Does my heart break a little when I hear this? Yes. But it also confirms why I do this job, why I feel this job is so important. I am the volunteer coordinator for a hospice, and I am truly blessed to be able to say that every single day. I never expected to land here, I applied and interviewed because a friend encouraged me to do so. And now that I've been here a year, I am passionate about my job.
Hospice is focused on care management for patients who are close to dying. We provide the physical, emotional, and spiritual support for patients and families so that they can be as comfortable as possible. Often times, patients are lonely, needing companionship or someone to come and hold their hand. That's where I come in. That's where my volunteers come in. It is truly inspirational to be able to see first hand the impact the volunteers make on the patients and families.
Being a hospice volunteer is not something many people can say they have done. But everyone should do it. It truly opens your eyes to the realities of life and death. It focuses on human connection, and that in itself is a beautiful thing.

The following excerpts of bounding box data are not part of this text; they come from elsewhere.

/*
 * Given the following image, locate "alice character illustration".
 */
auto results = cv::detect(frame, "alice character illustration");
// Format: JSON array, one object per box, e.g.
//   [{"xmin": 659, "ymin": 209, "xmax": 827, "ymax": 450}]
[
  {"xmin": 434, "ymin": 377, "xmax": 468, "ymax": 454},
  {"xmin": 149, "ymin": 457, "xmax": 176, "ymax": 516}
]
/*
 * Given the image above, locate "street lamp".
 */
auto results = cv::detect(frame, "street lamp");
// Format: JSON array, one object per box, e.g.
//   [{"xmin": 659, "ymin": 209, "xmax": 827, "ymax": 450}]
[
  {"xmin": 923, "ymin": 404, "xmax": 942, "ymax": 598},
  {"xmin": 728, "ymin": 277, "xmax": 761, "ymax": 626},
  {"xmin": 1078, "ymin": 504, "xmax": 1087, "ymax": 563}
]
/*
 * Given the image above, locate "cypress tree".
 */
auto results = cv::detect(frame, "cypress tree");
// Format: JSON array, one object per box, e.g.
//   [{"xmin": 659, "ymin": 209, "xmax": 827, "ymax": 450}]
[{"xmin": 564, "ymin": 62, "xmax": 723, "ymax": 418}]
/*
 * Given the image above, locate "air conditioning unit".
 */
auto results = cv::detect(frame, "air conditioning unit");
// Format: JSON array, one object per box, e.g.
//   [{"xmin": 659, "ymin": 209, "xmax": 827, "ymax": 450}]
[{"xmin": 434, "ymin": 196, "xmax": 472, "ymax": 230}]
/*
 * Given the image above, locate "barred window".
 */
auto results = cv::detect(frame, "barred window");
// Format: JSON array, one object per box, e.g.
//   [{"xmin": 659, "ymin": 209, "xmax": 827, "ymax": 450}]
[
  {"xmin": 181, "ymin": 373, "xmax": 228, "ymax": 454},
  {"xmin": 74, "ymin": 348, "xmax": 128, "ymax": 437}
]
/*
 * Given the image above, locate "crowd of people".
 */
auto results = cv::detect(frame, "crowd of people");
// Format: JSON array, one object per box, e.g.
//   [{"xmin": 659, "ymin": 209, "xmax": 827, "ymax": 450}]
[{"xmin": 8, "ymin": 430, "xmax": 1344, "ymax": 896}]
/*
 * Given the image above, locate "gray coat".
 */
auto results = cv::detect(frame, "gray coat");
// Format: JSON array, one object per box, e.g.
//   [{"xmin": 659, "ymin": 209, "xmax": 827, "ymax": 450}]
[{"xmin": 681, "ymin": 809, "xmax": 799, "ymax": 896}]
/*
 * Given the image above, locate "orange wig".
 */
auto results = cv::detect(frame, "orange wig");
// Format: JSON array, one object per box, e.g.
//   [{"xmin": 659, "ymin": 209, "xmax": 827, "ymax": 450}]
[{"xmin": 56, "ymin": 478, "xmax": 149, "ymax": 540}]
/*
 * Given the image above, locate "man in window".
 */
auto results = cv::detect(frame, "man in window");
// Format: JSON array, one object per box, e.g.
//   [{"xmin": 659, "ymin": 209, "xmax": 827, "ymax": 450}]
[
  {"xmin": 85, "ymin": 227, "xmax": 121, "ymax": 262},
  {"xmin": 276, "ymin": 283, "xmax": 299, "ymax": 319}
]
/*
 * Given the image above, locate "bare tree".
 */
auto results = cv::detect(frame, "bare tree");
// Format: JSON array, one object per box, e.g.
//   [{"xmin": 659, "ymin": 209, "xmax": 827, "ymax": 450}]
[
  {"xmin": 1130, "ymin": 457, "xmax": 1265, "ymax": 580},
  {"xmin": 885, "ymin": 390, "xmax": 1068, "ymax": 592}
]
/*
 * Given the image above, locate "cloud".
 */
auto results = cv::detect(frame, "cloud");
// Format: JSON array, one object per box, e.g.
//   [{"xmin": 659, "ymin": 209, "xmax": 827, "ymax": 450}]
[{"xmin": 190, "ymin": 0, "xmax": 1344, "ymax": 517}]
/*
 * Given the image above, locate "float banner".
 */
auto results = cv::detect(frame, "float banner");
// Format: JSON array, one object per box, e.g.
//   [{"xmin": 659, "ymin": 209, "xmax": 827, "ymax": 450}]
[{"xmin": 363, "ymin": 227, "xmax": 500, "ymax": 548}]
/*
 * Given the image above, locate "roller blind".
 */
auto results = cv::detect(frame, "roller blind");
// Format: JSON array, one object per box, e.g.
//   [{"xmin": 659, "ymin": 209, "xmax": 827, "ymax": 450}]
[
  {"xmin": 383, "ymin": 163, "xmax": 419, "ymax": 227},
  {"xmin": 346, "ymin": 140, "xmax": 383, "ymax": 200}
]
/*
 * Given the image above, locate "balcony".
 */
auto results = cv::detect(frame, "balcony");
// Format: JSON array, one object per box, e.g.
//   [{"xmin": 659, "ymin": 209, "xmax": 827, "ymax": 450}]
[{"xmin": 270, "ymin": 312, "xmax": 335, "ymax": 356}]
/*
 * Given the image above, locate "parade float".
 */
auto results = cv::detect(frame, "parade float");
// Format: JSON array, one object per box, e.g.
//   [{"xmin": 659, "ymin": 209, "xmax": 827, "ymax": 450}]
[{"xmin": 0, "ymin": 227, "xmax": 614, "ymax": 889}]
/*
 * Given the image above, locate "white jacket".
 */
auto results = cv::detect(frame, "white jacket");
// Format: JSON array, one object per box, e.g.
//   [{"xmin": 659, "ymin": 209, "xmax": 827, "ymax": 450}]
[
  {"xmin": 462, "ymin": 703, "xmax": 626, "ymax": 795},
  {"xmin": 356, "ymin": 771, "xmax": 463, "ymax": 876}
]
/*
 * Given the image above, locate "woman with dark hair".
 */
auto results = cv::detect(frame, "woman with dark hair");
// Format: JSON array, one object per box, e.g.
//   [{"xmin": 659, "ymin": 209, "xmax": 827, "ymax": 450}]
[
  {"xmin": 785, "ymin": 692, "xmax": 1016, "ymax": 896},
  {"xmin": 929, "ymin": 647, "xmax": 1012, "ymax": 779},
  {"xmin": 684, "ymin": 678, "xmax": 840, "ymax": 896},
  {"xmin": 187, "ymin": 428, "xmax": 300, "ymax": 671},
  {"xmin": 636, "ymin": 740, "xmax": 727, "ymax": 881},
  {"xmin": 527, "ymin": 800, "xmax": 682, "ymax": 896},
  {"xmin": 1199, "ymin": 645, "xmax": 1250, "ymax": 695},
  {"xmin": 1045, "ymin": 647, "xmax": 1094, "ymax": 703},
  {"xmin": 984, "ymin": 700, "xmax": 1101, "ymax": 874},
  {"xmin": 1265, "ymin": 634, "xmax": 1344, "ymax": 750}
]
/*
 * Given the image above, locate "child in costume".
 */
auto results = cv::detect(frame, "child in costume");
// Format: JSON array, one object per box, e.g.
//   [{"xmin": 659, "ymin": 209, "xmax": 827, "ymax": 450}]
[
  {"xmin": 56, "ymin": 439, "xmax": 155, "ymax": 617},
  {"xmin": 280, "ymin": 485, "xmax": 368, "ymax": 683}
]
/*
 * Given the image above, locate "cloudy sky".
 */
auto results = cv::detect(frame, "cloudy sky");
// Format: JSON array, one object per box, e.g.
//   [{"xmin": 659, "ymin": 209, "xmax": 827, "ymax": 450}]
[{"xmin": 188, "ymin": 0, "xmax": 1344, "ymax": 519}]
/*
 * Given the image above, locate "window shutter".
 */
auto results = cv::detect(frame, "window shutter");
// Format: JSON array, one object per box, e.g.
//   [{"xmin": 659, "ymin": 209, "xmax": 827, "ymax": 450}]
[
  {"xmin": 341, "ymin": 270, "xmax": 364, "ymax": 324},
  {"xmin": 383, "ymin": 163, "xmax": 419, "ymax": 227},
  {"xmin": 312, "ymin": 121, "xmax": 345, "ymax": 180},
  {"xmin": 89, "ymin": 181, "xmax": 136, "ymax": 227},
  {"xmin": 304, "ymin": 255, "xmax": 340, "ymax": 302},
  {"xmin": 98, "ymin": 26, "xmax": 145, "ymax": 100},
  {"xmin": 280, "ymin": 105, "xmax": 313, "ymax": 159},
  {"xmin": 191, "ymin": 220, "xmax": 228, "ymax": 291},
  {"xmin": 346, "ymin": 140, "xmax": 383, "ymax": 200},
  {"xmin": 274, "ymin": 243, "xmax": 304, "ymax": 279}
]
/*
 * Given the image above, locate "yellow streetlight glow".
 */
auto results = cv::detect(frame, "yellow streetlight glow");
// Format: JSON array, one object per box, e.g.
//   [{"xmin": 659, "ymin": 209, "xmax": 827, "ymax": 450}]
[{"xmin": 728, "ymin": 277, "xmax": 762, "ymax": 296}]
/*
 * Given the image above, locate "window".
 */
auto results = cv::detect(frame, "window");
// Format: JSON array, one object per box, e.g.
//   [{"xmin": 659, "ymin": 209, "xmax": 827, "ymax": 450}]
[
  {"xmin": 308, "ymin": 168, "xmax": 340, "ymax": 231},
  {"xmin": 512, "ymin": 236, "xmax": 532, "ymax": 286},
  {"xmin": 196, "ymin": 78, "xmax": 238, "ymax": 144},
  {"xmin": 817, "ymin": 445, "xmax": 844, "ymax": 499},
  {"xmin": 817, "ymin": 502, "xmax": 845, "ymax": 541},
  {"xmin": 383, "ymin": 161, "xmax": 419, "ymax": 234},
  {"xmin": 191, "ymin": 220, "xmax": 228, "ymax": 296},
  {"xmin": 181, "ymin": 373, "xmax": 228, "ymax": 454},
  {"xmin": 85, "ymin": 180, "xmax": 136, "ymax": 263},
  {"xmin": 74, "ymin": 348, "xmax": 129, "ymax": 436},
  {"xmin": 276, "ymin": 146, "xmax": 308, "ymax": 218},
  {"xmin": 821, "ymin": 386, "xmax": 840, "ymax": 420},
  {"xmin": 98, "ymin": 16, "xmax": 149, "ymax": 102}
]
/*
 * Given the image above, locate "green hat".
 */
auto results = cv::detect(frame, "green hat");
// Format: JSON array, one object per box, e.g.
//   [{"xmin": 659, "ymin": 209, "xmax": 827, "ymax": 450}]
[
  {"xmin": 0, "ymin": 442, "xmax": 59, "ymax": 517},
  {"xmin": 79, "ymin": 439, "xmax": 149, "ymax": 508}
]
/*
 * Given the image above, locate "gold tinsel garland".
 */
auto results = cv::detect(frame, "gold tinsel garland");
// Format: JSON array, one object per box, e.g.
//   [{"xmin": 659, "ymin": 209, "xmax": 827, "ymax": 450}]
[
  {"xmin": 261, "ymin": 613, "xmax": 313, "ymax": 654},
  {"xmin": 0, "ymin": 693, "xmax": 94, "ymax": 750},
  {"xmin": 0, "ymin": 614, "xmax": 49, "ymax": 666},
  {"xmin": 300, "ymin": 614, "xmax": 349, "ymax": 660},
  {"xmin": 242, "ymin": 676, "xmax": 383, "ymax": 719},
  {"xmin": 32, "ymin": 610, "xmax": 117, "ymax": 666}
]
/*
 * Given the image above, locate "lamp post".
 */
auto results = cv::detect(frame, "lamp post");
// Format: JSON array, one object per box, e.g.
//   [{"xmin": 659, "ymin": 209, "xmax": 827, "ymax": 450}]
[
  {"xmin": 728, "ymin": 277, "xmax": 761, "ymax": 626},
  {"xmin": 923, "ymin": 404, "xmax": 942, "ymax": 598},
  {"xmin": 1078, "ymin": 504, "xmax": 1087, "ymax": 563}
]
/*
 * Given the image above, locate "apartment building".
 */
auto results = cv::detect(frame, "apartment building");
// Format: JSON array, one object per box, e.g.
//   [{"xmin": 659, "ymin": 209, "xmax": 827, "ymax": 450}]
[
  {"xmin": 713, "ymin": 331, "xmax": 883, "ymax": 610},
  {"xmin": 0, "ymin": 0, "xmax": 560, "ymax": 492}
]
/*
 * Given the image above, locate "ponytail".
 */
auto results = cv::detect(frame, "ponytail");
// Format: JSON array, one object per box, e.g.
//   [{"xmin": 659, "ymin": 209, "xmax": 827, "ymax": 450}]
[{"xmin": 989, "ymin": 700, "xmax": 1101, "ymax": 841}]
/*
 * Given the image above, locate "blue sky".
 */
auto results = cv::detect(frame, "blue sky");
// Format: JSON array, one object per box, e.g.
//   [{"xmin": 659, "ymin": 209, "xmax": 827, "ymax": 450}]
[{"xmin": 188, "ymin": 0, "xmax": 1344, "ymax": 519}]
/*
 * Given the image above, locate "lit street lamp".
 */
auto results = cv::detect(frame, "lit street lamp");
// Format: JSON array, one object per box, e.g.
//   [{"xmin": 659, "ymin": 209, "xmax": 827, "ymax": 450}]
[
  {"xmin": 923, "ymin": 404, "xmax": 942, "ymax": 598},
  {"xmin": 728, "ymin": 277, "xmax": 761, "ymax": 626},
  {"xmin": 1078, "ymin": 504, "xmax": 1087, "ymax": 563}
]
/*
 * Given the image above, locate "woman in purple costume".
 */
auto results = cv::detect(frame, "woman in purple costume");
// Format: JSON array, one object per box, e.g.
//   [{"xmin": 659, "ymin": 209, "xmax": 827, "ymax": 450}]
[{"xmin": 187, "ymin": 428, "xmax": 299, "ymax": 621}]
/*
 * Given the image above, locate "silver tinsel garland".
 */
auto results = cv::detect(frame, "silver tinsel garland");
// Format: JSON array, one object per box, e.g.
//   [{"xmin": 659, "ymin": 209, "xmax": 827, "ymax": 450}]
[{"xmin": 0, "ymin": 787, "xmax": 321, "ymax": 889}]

Believe me when I say, our patients need someone like you. Someone caring, gentle, energetic. Someone who can listen, someone who is patient. If that someone is you, consider becoming a hospice volunteer today.
www.greatlakescaring.com/hospice/volunteering-to-care

Ronald Wolf
6:13 pm on Thursday, April 26, 2012
I am saddened that I am the first to comment. I was not entirely happy with the hospice experience my mother went through and I still feel I should not have been so dependent on their help, however I had little choice and in the end I myself was my biggest disappointment as I slept from emotional and physical exhaustion in her last moments.
As my mother had Alzheimers the volunteers did not stay very long, or often come back. Alzheimers frightens those who do not understand it, they feel they are wasting their time as the patient does not always respond with a grateful smile. This is not the movies is what I am trying to say.
Volunteers ideally should go out in pairs for mutual support. Hospice is a new field and hopefully somewhere there will be more of those who hear the calling of life's last fearful and too often lonely moments.